In generative linguistics, specifically within syntax, c-command (short for "constituent-command") is a crucial structural relationship between nodes in a syntax tree. It is a necessary condition for many syntactic phenomena, including binding and quantifier scope.

A node A c-commands a node B if and only if:

  1. A does not dominate B, and B does not dominate A.
  2. The first branching node dominating A also dominates B.

In simpler terms, a node c-commands another node if it sits in the same "family tree" branch as it, without being above it, and the lowest node that contains the first node also contains the second. "First branching node" refers to the lowest node that has at least two daughters (nodes directly below it).

The concept of c-command is important because it restricts the possible relationships between constituents that are allowed to interact syntactically. For instance, a pronoun cannot be bound by a noun phrase that it c-commands. This restriction is one of the central tenets of binding theory. Similarly, the scope of a quantifier phrase is often limited by the domain it c-commands.
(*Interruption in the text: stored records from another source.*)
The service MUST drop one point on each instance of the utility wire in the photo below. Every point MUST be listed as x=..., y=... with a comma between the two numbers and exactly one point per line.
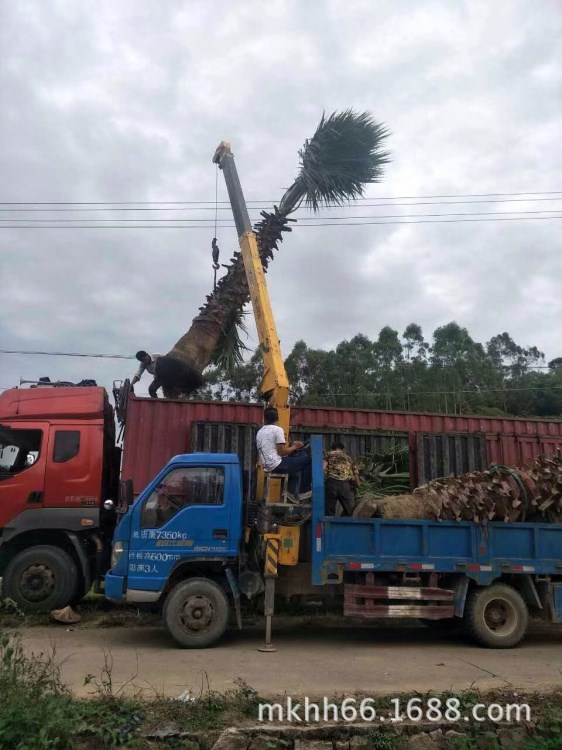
x=67, y=354
x=259, y=208
x=307, y=218
x=127, y=356
x=225, y=226
x=389, y=198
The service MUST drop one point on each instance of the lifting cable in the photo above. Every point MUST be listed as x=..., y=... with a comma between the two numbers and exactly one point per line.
x=214, y=247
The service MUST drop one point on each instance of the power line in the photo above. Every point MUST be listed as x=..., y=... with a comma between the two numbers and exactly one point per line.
x=259, y=208
x=307, y=218
x=127, y=356
x=67, y=354
x=228, y=226
x=388, y=198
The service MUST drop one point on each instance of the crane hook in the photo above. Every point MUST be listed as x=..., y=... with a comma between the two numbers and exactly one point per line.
x=215, y=254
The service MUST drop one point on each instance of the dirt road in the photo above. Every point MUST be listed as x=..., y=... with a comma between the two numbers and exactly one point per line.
x=309, y=660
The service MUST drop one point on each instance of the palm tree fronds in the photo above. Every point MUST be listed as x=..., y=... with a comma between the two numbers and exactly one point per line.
x=229, y=351
x=344, y=154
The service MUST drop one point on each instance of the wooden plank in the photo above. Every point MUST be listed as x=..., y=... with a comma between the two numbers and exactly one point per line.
x=398, y=592
x=398, y=610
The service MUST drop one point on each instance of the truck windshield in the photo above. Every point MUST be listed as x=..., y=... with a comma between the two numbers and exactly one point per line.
x=193, y=485
x=19, y=449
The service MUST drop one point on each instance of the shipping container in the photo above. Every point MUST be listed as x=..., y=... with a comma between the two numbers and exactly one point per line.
x=439, y=444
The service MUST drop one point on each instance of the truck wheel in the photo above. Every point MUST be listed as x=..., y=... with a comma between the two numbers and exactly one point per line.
x=196, y=613
x=40, y=579
x=496, y=616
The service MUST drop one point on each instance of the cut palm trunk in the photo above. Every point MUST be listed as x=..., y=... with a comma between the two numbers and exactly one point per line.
x=499, y=494
x=343, y=156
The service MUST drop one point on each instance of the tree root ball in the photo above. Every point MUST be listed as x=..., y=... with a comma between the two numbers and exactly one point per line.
x=178, y=375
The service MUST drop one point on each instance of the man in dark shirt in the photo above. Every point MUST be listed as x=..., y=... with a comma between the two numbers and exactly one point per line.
x=341, y=478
It is important to note that c-command is a hierarchical relation, determined solely by the structure of the syntactic tree. Linear order (the order in which words appear in the sentence) is not directly relevant to c-command.

Different theoretical frameworks within generative linguistics may have slightly different definitions or applications of c-command, but the core idea remains the same: to capture a specific type of structural relationship that is necessary for certain syntactic processes to occur.